Shared storage behaves differently than local storage in more than one way. Sure, it’s remote, and that has its own issues. But, the shared part is what I’m focusing on. Remember how I said it wasn’t a good idea to put your iSCSI on 10 GbE if it would take away from virtual machines? This is why. Sure, maybe, just maybe, your storage really can supply 20 Gbps of iSCSI data. But can it simultaneously supply 60 Gbps for 3 Hyper-V hosts that each have two 10GbE NICs using MPIO? If it can, do you really only have only three hosts accessing it? (if you answered “yes” and “yes”, most admins in the world are jealous) The point here is that the size of the pipe that a host has into your storage sets the upper limit on how that host can control — and potentially dominate — that storage system’s resources. Remember that it’s really tough to get a completely clear image of the way that storage performance is being consumed in a cluster when compared to a standalone system.

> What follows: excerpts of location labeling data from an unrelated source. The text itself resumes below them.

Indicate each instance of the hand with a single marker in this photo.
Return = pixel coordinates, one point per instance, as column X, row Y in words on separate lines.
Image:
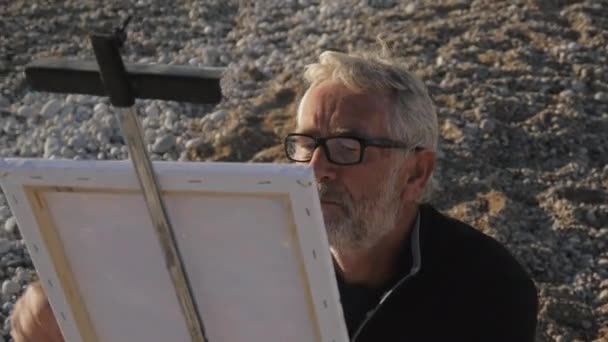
column 32, row 319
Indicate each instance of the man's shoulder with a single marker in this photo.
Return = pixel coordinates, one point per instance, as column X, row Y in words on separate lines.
column 447, row 242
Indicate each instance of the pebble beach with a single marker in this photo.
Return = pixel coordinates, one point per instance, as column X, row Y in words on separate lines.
column 521, row 89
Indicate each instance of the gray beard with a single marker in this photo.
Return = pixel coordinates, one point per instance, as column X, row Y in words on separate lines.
column 361, row 224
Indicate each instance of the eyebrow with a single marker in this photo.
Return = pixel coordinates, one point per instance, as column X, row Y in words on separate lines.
column 349, row 131
column 340, row 131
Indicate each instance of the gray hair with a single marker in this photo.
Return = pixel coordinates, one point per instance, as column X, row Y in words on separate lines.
column 414, row 120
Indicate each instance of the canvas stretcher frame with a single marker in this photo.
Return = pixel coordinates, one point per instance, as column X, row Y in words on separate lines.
column 30, row 183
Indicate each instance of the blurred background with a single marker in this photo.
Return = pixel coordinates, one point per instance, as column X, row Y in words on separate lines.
column 521, row 89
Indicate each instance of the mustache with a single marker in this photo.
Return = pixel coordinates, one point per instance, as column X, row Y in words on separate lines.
column 332, row 192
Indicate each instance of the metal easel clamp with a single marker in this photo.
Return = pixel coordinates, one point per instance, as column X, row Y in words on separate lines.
column 116, row 82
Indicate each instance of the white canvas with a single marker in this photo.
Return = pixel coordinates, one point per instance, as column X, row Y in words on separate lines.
column 251, row 237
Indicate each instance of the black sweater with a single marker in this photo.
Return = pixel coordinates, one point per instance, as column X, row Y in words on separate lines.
column 468, row 288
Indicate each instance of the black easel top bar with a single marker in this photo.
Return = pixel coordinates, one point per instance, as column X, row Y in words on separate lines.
column 147, row 81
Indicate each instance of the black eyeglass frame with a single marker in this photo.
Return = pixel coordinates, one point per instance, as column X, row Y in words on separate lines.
column 364, row 142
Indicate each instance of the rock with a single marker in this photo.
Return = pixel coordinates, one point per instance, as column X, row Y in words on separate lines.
column 152, row 111
column 410, row 8
column 590, row 217
column 487, row 125
column 603, row 296
column 51, row 108
column 10, row 226
column 4, row 103
column 10, row 288
column 381, row 4
column 7, row 307
column 26, row 111
column 5, row 212
column 601, row 97
column 100, row 108
column 22, row 276
column 5, row 246
column 194, row 143
column 52, row 146
column 164, row 144
column 78, row 141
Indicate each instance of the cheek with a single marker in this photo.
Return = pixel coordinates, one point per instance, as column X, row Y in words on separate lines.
column 362, row 181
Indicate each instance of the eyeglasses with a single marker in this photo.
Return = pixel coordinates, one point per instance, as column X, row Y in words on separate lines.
column 340, row 150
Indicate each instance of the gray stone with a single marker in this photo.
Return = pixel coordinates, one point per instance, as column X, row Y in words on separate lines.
column 100, row 108
column 26, row 111
column 51, row 108
column 487, row 125
column 4, row 103
column 10, row 288
column 5, row 212
column 5, row 246
column 152, row 111
column 164, row 144
column 7, row 307
column 603, row 296
column 590, row 217
column 10, row 225
column 381, row 4
column 601, row 97
column 78, row 141
column 23, row 276
column 52, row 146
column 194, row 143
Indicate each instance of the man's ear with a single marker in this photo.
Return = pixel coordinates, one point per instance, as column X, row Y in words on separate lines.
column 416, row 174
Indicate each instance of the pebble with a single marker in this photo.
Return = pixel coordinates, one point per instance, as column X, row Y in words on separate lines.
column 5, row 212
column 4, row 102
column 26, row 111
column 51, row 108
column 601, row 97
column 5, row 246
column 52, row 146
column 10, row 288
column 603, row 296
column 381, row 4
column 487, row 125
column 164, row 144
column 10, row 225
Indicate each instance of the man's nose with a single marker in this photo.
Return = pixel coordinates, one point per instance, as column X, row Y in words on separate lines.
column 323, row 168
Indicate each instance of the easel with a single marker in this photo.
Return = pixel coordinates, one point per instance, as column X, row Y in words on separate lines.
column 109, row 76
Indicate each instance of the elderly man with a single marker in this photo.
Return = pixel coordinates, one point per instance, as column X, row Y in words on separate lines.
column 405, row 271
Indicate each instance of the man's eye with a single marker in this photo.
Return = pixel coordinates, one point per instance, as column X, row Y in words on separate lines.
column 348, row 144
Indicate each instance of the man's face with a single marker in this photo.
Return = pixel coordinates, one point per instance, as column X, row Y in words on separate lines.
column 360, row 202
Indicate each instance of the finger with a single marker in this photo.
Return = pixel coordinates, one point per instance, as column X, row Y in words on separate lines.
column 49, row 322
column 44, row 317
column 17, row 332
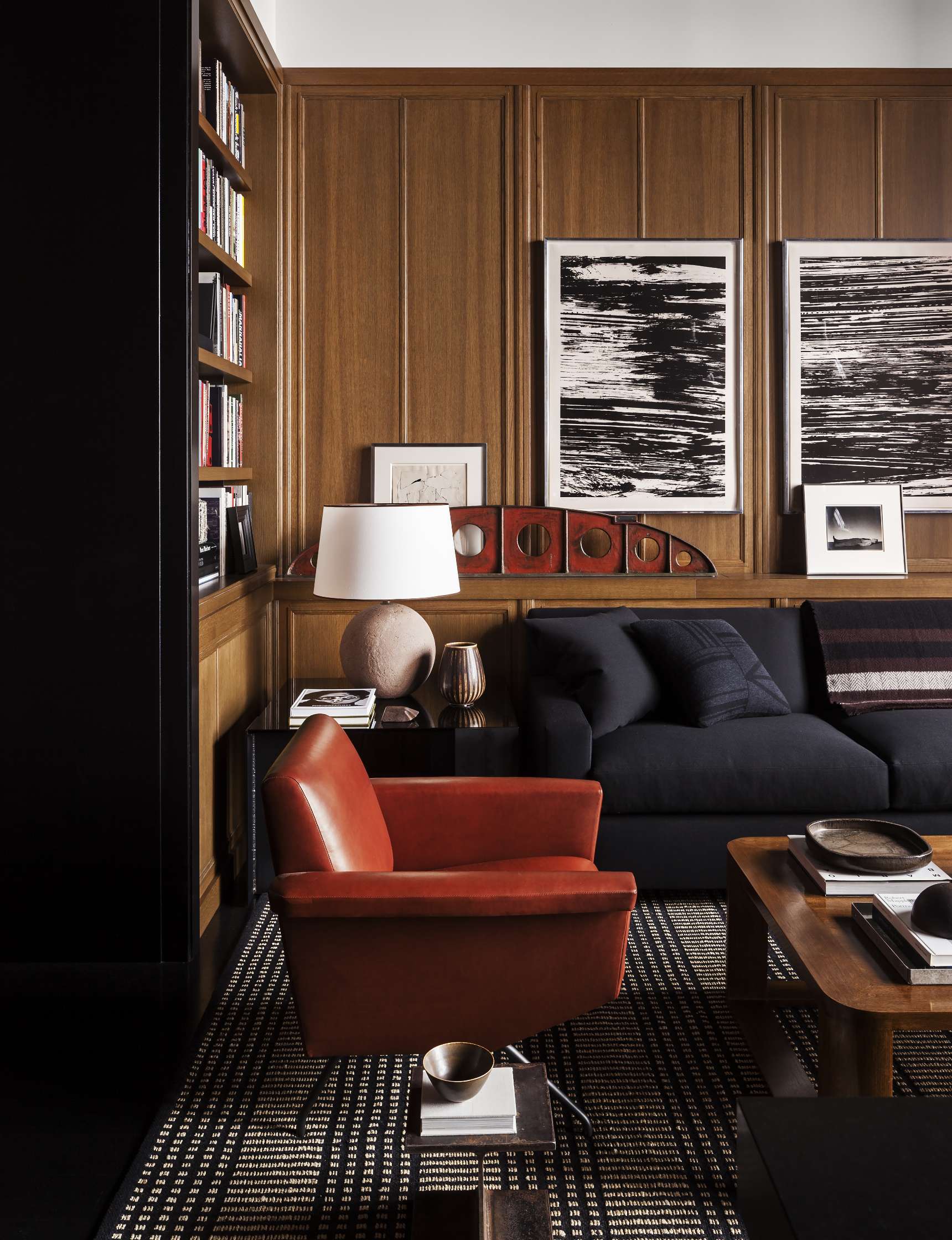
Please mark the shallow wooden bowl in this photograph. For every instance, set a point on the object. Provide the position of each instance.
(867, 846)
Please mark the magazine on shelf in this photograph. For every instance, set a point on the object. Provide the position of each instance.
(897, 912)
(832, 882)
(340, 704)
(493, 1110)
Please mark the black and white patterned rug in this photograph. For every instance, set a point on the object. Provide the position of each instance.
(658, 1071)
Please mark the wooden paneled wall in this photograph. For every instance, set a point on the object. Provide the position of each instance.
(415, 210)
(236, 640)
(852, 162)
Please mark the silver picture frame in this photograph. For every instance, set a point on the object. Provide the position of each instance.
(643, 502)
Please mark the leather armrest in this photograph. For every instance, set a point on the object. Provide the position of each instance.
(560, 736)
(463, 820)
(442, 895)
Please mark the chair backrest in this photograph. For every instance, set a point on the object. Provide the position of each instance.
(320, 807)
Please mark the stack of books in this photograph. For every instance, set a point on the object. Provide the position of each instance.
(894, 912)
(493, 1110)
(351, 709)
(832, 882)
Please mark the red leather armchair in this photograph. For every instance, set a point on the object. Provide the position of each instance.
(422, 911)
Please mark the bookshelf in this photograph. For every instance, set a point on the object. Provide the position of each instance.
(232, 666)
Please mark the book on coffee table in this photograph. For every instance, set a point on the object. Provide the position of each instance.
(897, 912)
(832, 882)
(493, 1110)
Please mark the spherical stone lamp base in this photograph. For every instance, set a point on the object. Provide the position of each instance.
(389, 648)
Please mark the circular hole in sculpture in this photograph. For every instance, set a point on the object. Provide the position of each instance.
(596, 544)
(534, 540)
(648, 550)
(469, 540)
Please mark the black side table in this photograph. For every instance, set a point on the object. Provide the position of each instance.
(442, 741)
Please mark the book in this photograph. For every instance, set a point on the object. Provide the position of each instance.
(339, 704)
(897, 912)
(349, 722)
(832, 882)
(493, 1110)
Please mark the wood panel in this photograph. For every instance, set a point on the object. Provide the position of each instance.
(586, 143)
(694, 166)
(917, 144)
(457, 276)
(827, 168)
(349, 283)
(235, 683)
(855, 163)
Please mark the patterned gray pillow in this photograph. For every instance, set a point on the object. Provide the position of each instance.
(711, 670)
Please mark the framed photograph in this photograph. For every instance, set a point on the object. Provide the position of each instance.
(855, 530)
(868, 370)
(453, 474)
(644, 376)
(241, 540)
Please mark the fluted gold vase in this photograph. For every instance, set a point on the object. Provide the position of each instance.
(463, 680)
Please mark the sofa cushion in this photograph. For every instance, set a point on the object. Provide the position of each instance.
(599, 664)
(793, 763)
(777, 636)
(711, 670)
(917, 746)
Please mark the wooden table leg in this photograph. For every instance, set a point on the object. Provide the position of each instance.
(856, 1055)
(747, 941)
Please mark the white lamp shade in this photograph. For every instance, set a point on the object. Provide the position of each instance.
(386, 551)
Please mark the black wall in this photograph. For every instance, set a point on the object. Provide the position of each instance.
(97, 489)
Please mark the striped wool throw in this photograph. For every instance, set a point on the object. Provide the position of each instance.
(886, 655)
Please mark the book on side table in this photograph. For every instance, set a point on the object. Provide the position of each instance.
(832, 882)
(493, 1110)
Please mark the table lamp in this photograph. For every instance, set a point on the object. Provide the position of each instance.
(387, 551)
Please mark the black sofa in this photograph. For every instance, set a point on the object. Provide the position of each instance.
(676, 794)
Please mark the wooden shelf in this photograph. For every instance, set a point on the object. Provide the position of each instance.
(215, 596)
(229, 164)
(215, 257)
(225, 474)
(213, 366)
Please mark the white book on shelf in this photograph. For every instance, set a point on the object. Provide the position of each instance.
(832, 882)
(339, 704)
(491, 1112)
(897, 911)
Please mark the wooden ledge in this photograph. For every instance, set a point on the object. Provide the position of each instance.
(227, 590)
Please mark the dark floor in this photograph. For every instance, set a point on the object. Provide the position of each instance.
(91, 1051)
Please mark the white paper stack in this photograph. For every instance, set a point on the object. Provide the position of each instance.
(491, 1112)
(897, 912)
(832, 882)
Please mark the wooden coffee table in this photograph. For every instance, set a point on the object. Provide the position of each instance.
(860, 1000)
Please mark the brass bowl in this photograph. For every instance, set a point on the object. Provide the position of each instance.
(458, 1070)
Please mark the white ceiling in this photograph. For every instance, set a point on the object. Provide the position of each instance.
(666, 34)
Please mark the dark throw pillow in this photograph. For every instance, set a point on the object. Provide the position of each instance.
(711, 670)
(599, 664)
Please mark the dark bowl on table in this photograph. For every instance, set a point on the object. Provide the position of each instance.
(458, 1070)
(867, 846)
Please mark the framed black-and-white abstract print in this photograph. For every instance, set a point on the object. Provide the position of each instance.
(868, 368)
(644, 375)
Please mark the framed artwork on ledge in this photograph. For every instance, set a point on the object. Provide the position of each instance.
(868, 368)
(855, 530)
(644, 375)
(453, 474)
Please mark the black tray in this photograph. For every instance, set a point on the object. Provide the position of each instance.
(867, 846)
(898, 953)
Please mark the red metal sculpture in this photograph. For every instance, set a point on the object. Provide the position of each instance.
(547, 541)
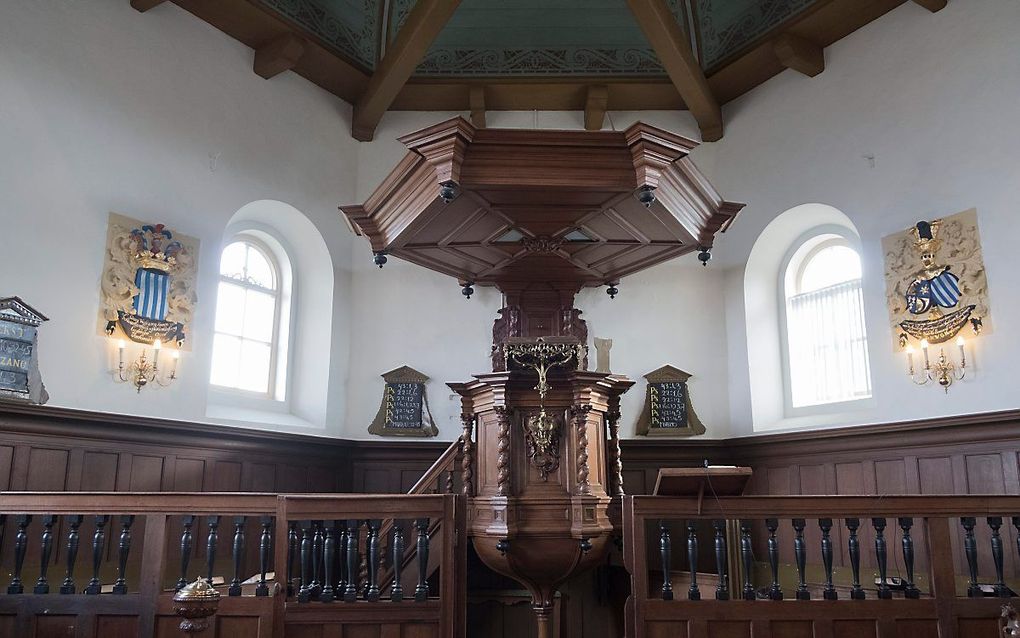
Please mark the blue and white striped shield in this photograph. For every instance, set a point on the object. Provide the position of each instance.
(152, 289)
(946, 289)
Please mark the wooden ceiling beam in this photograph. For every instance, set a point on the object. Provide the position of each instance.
(800, 54)
(278, 55)
(423, 23)
(145, 5)
(932, 5)
(595, 106)
(673, 48)
(476, 101)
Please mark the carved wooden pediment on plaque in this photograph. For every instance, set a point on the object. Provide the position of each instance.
(404, 411)
(668, 410)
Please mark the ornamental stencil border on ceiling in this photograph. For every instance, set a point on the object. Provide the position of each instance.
(352, 31)
(719, 39)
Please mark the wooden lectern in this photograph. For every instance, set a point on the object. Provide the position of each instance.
(714, 481)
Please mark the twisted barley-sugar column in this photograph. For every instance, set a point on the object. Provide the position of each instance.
(467, 455)
(615, 458)
(503, 452)
(579, 415)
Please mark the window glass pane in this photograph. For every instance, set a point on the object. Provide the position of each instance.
(233, 261)
(230, 308)
(829, 266)
(260, 315)
(254, 374)
(225, 359)
(259, 271)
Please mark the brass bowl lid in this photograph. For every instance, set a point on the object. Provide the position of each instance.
(199, 590)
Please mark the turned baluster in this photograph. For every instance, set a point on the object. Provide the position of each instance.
(747, 559)
(721, 560)
(341, 559)
(372, 591)
(467, 455)
(186, 550)
(328, 594)
(43, 584)
(970, 549)
(397, 589)
(317, 540)
(854, 547)
(825, 525)
(264, 547)
(694, 593)
(67, 587)
(20, 548)
(801, 556)
(774, 591)
(911, 590)
(237, 553)
(884, 592)
(123, 548)
(305, 591)
(98, 545)
(421, 590)
(210, 546)
(997, 556)
(292, 556)
(353, 534)
(666, 554)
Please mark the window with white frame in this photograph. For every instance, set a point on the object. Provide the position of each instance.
(247, 339)
(825, 332)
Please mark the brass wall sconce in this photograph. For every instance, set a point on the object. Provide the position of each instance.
(944, 371)
(142, 372)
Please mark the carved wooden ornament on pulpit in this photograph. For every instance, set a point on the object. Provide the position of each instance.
(541, 214)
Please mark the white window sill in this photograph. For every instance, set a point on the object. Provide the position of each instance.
(240, 409)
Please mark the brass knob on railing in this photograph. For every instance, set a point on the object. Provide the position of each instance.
(195, 603)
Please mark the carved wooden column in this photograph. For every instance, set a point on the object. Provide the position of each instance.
(467, 455)
(578, 413)
(615, 454)
(503, 452)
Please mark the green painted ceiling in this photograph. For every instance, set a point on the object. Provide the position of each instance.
(529, 38)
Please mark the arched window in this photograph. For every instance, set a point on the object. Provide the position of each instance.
(247, 339)
(825, 333)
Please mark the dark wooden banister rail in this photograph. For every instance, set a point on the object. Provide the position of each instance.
(929, 522)
(262, 520)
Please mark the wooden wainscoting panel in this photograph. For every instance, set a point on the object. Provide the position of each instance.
(793, 629)
(854, 629)
(146, 474)
(666, 630)
(99, 472)
(913, 628)
(116, 626)
(59, 627)
(731, 629)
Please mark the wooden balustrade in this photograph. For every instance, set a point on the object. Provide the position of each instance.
(826, 534)
(143, 547)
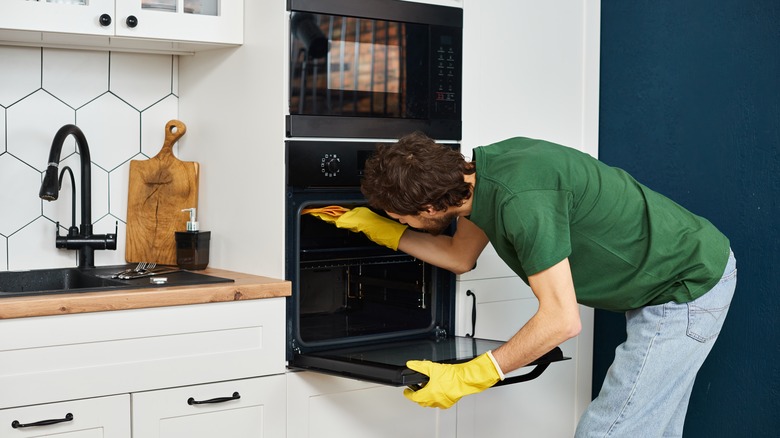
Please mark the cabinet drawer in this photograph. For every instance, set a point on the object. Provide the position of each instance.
(239, 408)
(94, 354)
(106, 417)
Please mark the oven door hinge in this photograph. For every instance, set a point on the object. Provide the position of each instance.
(294, 347)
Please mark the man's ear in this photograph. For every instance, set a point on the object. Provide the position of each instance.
(429, 210)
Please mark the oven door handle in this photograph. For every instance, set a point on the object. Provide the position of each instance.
(554, 355)
(473, 296)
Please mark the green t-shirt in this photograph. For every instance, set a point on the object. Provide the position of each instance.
(627, 245)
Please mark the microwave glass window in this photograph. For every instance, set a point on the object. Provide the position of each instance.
(347, 66)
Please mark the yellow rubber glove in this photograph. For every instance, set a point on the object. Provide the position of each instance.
(329, 214)
(379, 229)
(449, 383)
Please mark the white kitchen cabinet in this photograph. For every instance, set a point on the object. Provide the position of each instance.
(103, 366)
(102, 417)
(324, 406)
(234, 409)
(162, 26)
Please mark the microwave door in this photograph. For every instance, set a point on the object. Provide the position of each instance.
(385, 363)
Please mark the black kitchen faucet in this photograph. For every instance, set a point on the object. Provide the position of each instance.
(84, 241)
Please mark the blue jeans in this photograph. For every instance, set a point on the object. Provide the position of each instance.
(647, 387)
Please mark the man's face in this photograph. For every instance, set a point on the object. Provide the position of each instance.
(434, 224)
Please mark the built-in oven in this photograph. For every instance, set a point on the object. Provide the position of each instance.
(358, 309)
(374, 69)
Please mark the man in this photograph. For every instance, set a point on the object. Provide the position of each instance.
(576, 231)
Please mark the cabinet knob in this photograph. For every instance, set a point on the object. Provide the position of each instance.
(105, 20)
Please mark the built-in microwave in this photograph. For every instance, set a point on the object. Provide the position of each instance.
(374, 69)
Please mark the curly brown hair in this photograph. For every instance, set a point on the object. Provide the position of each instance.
(416, 173)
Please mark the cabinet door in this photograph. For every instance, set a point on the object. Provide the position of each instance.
(67, 16)
(213, 21)
(102, 417)
(321, 406)
(233, 409)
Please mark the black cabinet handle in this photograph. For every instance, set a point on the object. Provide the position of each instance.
(68, 417)
(471, 294)
(192, 401)
(105, 20)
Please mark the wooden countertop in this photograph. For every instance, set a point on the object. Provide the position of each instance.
(244, 287)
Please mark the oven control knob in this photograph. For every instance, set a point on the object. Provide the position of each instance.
(330, 165)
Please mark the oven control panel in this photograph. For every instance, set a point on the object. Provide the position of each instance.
(326, 163)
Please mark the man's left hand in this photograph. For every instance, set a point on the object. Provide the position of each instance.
(449, 383)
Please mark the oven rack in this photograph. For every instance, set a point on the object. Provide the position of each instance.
(346, 262)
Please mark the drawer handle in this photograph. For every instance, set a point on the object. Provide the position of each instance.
(192, 401)
(68, 417)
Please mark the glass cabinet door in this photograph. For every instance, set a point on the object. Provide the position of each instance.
(199, 7)
(218, 21)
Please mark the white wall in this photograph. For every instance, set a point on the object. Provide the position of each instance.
(235, 100)
(121, 101)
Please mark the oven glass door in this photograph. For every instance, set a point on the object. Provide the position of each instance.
(385, 363)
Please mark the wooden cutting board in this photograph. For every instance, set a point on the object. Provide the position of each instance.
(159, 189)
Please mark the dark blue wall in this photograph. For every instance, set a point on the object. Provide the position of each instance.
(690, 105)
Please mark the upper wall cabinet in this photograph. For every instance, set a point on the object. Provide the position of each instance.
(158, 26)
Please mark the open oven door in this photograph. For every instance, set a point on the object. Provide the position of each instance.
(385, 363)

16. Do Not Cluster Virtual Machines that Don’t Need It
Don’t make your virtualized domain controllers into highly available virtual machines. The powers of Hyper-V and failover clustering pale in comparison to the native resiliency features of Active Directory. If you have any other application with similar powers, don’t make it HA via Hyper-V clustering either. Remember that you have to make licenses available everywhere that a VM might run anyway. If it provides better resiliency to just create a separate VM and configure application high availability, choose that route every time.
17. Don’t Put Non-HA Machines on Cluster Shared Volumes
Storage is a confusing thing and it seems like there are no right or wrong answers sometimes, but you do need to avoid placing any non-HA VMs on a CSV. Microsoft doesn’t support it and it will cause VMM to panic. Things can get a little “off” when the node that owns the CSV isn’t the node that owns the non-HA virtual machine placed on it. It’s also confusing when you’re looking at a CSV and see more virtual machine files than you can account for in Failover Cluster Manager. Use internal space, singularly attached LUNs, or SMB 3 storage for non-HA VMs.
18. Minimize the Use of non-HA VMs in a Cluster
Any time you use a non-HA VM on a clustered host, make sure that it’s documented and preferably noted right on the VM. This helps eliminate confusion later. Some helpful new admin might think you overlooked something and HA the VM for you, even though you had a really good reason not to do so. I’m not saying “never”; I do it myself in my system for my virtualized domain controllers. But, if I had extra stand-alone Hyper-V hosts, that’s where I’d put my non-HA VMs.
19. Ask Somebody
If you don’t know, start with your favorite search engine. The wheels for both Hyper-V and failover clustering are very round, and there are lots of people that have written out lots of material on both subjects.
If that fails (and please, only if that fails), ask somebody. My favorite place is the TechNet forums, but that’s only one of many. However, on behalf of myself and everyone else who writes publicly, please don’t try to contact an individual directly. There’s a reason that companies charge for support; it’s time-consuming and we’re all busy people. Try a community first.